Augusta, Georgia: Police hold back crowd in near-food riot
1 April 2013
Police in Augusta, Georgia held back a crowd of hundreds of people who had gathered near an out-of-business grocery store last Tuesday in the hopes of collecting the store’s remaining food surplus. The crowd of three hundred watched in anger as the large pile of fresh groceries was thrown into dumpsters and carted away to rot in a nearby landfill.
“These are brand new [food] items,” Richmond County Sheriff Richard Roundtree told WISTV.com. “We saw the potential for a riot was extremely high.”
The near outbreak of a food riot in the United States illustrates the historic magnitude of the social counter-revolution being waged by the ruling class against the vast majority of the population.
The assault on the living conditions of the working class has produced a level of social desperation not seen since the Great Depression. Though the scene of hungry crowds confronting armed police may seem more reminiscent of 1931, in fact it depicts the harsh reality of 2013.
The near-riot in Augusta went entirely unreported outside of Georgia, with the national media refusing to mention it. The events in Augusta are unmentionable because they expose all too clearly the fruits of the joint policies of the Republicans and Democrats, including the Obama administration, which are to ruthlessly protect the interests of the financial aristocracy at the expense of the wages and living conditions of the remainder of the population.
The existence of crowds of hungry citizens within the United States explodes the various proclamations from the Obama administration that an economic “recovery” is underway, and demonstrates instead that the capitalist system is proving itself utterly incapable of meeting the most basic needs of society. There is a palpable fear in the political establishment that widespread opposition within the population to their policies will emerge.
Last Tuesday’s confrontation arose after word spread through the heavily impoverished neighborhoods surrounding the Laney Supermarket that the store owners were being evicted and were donating the surplus food to local residents. But Sun Trust Bank, the owner of the property, ordered that the food be destroyed.
Police were deployed to the parking lot and pushed shouting crowds away from the food as it was thrown into dumpsters and trucked away to be destroyed. Armed officers turned away families that had gathered with empty plastic bags, forcing them out of the parking lot.
“People have children out here that are hungry, thirsty, could be anything. Why throw it away when you could be issuing it out?” Robertstine Lambert told local news outlet Fox 54.
“For them to do this is a low blow,” Jennifer Santiago said. “A lot of people are sad, a lot of people aren’t going to have food to put on the table. This is ridiculous.”
Augusta, Georgia is home to profound social polarization. The same city that hosts the Masters golf tournament, a pageantry of Southern wealth and exclusivity, suffers from an official poverty rate of 31.6 percent, which is higher than the national average. In total, 11.8 percent of the population lives below 50 percent of the official poverty line. This means that nearly 12 percent of families of four live on less than $12,000 a year.
For young people in Augusta, official poverty rates are even higher.
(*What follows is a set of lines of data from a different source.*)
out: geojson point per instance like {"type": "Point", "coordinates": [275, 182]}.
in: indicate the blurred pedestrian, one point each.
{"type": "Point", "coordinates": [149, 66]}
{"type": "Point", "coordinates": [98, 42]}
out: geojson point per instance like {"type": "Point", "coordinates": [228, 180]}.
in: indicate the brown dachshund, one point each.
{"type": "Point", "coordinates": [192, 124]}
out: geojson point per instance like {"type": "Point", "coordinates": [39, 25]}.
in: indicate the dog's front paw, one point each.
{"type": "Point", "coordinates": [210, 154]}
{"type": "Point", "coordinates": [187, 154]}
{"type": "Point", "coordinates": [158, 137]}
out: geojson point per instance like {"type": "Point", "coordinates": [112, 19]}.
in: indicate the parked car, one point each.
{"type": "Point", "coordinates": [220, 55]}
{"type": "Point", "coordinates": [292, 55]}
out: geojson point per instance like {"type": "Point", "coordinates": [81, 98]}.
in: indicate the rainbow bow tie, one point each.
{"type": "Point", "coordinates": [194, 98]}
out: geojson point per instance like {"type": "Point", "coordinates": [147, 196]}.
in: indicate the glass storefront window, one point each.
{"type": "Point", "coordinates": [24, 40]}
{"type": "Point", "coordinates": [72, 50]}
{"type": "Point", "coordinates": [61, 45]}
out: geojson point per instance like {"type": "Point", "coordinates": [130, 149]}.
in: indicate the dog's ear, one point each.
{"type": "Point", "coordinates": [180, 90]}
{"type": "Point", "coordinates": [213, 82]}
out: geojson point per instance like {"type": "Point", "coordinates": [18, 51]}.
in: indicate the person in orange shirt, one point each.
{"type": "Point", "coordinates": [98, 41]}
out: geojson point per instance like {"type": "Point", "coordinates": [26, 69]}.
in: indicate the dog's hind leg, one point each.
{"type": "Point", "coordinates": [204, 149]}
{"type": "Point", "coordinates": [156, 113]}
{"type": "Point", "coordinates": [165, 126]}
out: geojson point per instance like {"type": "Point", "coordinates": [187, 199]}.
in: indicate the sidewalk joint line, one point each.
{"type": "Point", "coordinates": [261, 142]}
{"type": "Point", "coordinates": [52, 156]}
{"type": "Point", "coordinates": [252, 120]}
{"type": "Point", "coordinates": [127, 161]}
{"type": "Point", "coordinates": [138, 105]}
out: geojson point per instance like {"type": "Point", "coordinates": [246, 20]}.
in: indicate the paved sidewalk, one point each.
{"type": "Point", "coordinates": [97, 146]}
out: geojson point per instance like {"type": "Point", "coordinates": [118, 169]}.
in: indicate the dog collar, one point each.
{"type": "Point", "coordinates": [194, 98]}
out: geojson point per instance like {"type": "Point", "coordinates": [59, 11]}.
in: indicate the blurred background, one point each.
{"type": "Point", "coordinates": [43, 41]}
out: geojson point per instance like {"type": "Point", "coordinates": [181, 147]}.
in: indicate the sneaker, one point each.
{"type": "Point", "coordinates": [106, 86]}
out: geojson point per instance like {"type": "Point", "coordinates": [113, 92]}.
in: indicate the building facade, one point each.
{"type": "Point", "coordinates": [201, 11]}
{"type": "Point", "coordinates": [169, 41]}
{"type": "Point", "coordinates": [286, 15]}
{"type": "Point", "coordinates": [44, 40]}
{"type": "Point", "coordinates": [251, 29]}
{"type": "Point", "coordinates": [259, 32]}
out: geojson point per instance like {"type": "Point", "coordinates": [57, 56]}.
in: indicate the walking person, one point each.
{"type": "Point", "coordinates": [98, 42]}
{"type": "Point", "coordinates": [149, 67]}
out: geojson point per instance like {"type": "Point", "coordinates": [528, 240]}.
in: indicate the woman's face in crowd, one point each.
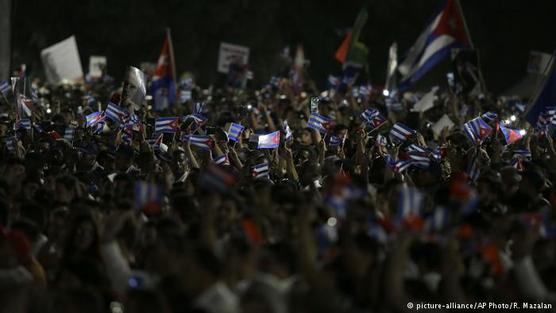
{"type": "Point", "coordinates": [84, 235]}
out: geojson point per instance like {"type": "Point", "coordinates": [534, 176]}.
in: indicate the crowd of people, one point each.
{"type": "Point", "coordinates": [278, 199]}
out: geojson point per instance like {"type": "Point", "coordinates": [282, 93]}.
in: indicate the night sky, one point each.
{"type": "Point", "coordinates": [130, 32]}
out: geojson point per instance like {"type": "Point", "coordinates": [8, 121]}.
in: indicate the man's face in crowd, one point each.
{"type": "Point", "coordinates": [305, 138]}
{"type": "Point", "coordinates": [123, 163]}
{"type": "Point", "coordinates": [84, 235]}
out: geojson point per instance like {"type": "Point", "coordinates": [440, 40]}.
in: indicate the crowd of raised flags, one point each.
{"type": "Point", "coordinates": [373, 164]}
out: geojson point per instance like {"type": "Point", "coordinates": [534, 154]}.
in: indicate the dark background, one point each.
{"type": "Point", "coordinates": [131, 32]}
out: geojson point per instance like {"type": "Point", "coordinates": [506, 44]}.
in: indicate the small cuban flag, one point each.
{"type": "Point", "coordinates": [511, 135]}
{"type": "Point", "coordinates": [94, 118]}
{"type": "Point", "coordinates": [201, 141]}
{"type": "Point", "coordinates": [477, 130]}
{"type": "Point", "coordinates": [116, 113]}
{"type": "Point", "coordinates": [400, 133]}
{"type": "Point", "coordinates": [167, 125]}
{"type": "Point", "coordinates": [235, 131]}
{"type": "Point", "coordinates": [319, 122]}
{"type": "Point", "coordinates": [269, 141]}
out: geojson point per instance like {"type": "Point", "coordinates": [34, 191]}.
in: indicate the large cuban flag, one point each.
{"type": "Point", "coordinates": [447, 31]}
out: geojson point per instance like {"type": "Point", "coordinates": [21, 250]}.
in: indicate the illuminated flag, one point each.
{"type": "Point", "coordinates": [269, 141]}
{"type": "Point", "coordinates": [373, 118]}
{"type": "Point", "coordinates": [222, 160]}
{"type": "Point", "coordinates": [163, 86]}
{"type": "Point", "coordinates": [477, 130]}
{"type": "Point", "coordinates": [115, 113]}
{"type": "Point", "coordinates": [94, 118]}
{"type": "Point", "coordinates": [23, 124]}
{"type": "Point", "coordinates": [201, 141]}
{"type": "Point", "coordinates": [447, 31]}
{"type": "Point", "coordinates": [4, 87]}
{"type": "Point", "coordinates": [319, 122]}
{"type": "Point", "coordinates": [511, 135]}
{"type": "Point", "coordinates": [69, 133]}
{"type": "Point", "coordinates": [167, 125]}
{"type": "Point", "coordinates": [235, 131]}
{"type": "Point", "coordinates": [260, 170]}
{"type": "Point", "coordinates": [400, 133]}
{"type": "Point", "coordinates": [288, 131]}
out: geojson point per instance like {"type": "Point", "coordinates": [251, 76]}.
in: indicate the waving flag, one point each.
{"type": "Point", "coordinates": [546, 96]}
{"type": "Point", "coordinates": [319, 122]}
{"type": "Point", "coordinates": [511, 135]}
{"type": "Point", "coordinates": [546, 119]}
{"type": "Point", "coordinates": [398, 166]}
{"type": "Point", "coordinates": [373, 118]}
{"type": "Point", "coordinates": [94, 118]}
{"type": "Point", "coordinates": [446, 31]}
{"type": "Point", "coordinates": [167, 125]}
{"type": "Point", "coordinates": [25, 106]}
{"type": "Point", "coordinates": [24, 123]}
{"type": "Point", "coordinates": [335, 141]}
{"type": "Point", "coordinates": [477, 130]}
{"type": "Point", "coordinates": [4, 87]}
{"type": "Point", "coordinates": [115, 113]}
{"type": "Point", "coordinates": [260, 170]}
{"type": "Point", "coordinates": [288, 131]}
{"type": "Point", "coordinates": [473, 166]}
{"type": "Point", "coordinates": [400, 133]}
{"type": "Point", "coordinates": [222, 160]}
{"type": "Point", "coordinates": [269, 141]}
{"type": "Point", "coordinates": [201, 141]}
{"type": "Point", "coordinates": [69, 133]}
{"type": "Point", "coordinates": [352, 51]}
{"type": "Point", "coordinates": [235, 131]}
{"type": "Point", "coordinates": [163, 86]}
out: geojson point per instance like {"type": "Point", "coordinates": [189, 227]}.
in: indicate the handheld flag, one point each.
{"type": "Point", "coordinates": [167, 125]}
{"type": "Point", "coordinates": [446, 31]}
{"type": "Point", "coordinates": [94, 118]}
{"type": "Point", "coordinates": [477, 130]}
{"type": "Point", "coordinates": [201, 141]}
{"type": "Point", "coordinates": [400, 133]}
{"type": "Point", "coordinates": [373, 118]}
{"type": "Point", "coordinates": [545, 97]}
{"type": "Point", "coordinates": [163, 86]}
{"type": "Point", "coordinates": [319, 122]}
{"type": "Point", "coordinates": [511, 135]}
{"type": "Point", "coordinates": [69, 133]}
{"type": "Point", "coordinates": [260, 171]}
{"type": "Point", "coordinates": [235, 131]}
{"type": "Point", "coordinates": [269, 141]}
{"type": "Point", "coordinates": [115, 113]}
{"type": "Point", "coordinates": [352, 51]}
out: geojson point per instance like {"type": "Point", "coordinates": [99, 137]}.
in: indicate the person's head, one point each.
{"type": "Point", "coordinates": [124, 158]}
{"type": "Point", "coordinates": [66, 189]}
{"type": "Point", "coordinates": [83, 236]}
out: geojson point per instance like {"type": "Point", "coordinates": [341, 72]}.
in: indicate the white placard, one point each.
{"type": "Point", "coordinates": [96, 64]}
{"type": "Point", "coordinates": [61, 62]}
{"type": "Point", "coordinates": [230, 53]}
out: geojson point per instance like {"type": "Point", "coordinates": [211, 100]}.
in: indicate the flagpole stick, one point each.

Nearly 45 percent of children under 5 years of age live in poverty and the rate is similarly high for other under-18 age groups.
According to the White House, the bipartisan “sequester” plan will result in $28.6 million in cuts to primary and secondary school education in the state of Georgia. Nearly 400 teachers will be fired and approximately 80 schools will receive no funding in the next fiscal year.
Additionally, $17.5 million will be cut from programs to help children with disabilities, and 2,500 low-income students will see their financial aid to attend college slashed. Nearly 40,000 civilian Defense Department employees will face mandatory furloughs, resulting in a total pay loss of $190 million.
It is under these conditions of social devastation that the 300 people who gathered at Laney Supermarket watched—through police lines—as hundreds of pounds of groceries were tossed into dumpsters and trucked off to rot.
Throwing away food in front of starving families recalls the words of John Steinbeck, who described a similar scene in The Grapes of Wrath (1939): “There is a crime here that goes beyond denunciation. There is a sorrow here that weeping cannot symbolize. There is a failure here that topples all our success. The fertile earth, the straight tree rows, the sturdy trunks, and the ripe fruit. And children dying of pellagra must die because a profit cannot be taken from an orange. And coroners must fill in the certificates—died of malnutrition—because the food must rot, must be forced to rot … and in the eyes of the people there is a failure; and in the eyes of the hungry there is a growing wrath. In the souls of the people the grapes of wrath are filling and growing heavy, growing heavy for the vintage.”